Incidents are enriched with incidents such as metrics, runbooks, recent code deployments, and configuration changes to understand how the issue is impacting the business, why and what to do about it. This tight coordination ultimately results in significantly lower MTTD and MTTR.
Step 4: Recover and Reset
Algorithmic Service Operations solutions can serve as a single-source-of-truth repository to capture all relevant human and machine data associated with IT events, including major incidents, beyond in-the-moment process automation. This minimizes the burden on personnel to document everything. NOC managers can be confident that the information captured will produce accurate after-incident reports as well as periodic rollup reports on key performance metrics (MTTD, MTTR, etc.) associated with Tier-1 applications and services.
Recommendation: When it comes to managing major IT incidents, get algorithmic.

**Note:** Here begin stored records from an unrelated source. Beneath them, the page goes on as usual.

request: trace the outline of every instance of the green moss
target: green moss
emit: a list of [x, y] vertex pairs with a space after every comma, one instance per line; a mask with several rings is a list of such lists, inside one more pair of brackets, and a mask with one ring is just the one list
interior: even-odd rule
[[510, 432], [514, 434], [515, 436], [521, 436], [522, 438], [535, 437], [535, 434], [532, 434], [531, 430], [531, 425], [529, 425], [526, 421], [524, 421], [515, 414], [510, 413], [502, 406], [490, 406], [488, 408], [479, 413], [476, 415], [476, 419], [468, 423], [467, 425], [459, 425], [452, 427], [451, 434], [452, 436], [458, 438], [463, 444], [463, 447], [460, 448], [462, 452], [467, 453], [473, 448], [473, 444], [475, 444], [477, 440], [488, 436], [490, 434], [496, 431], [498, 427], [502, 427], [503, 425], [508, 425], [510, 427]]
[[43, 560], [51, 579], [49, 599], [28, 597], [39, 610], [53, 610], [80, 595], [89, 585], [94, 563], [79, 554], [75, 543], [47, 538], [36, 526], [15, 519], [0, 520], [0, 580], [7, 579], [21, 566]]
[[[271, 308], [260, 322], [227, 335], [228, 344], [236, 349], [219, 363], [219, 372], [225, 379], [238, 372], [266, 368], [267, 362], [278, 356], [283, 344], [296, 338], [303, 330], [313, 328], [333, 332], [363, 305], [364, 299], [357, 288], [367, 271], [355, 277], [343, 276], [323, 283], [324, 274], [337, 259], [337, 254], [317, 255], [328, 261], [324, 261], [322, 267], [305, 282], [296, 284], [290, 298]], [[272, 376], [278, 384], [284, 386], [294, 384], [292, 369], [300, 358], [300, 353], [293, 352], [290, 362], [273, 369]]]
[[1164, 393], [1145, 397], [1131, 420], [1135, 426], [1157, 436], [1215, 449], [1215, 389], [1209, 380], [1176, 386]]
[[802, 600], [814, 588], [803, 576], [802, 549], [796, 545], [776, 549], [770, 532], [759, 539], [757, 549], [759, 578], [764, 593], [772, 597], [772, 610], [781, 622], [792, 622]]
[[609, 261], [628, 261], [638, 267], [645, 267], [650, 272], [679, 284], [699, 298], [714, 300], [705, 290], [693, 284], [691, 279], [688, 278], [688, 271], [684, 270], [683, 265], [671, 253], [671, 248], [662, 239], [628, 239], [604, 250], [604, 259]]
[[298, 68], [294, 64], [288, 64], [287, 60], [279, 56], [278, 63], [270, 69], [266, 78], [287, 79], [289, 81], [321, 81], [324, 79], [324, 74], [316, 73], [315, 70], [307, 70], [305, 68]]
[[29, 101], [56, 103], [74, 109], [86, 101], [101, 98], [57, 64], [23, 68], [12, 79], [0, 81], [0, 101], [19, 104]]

One effective and scalable solution to automate NOC response protocols is an Algorithmic Service Operations platform. IT Operations leaders can ensure that their team is able to respond efficiently and effectively to major incidents based on business criticality. By leveraging both machine learning algorithms that identify event patterns and seamless integration with ITSM systems, these solutions centralize incident management and provide better operational visibility. The results include less downtime, exceeding SLAs and ultimately, happier IT customers.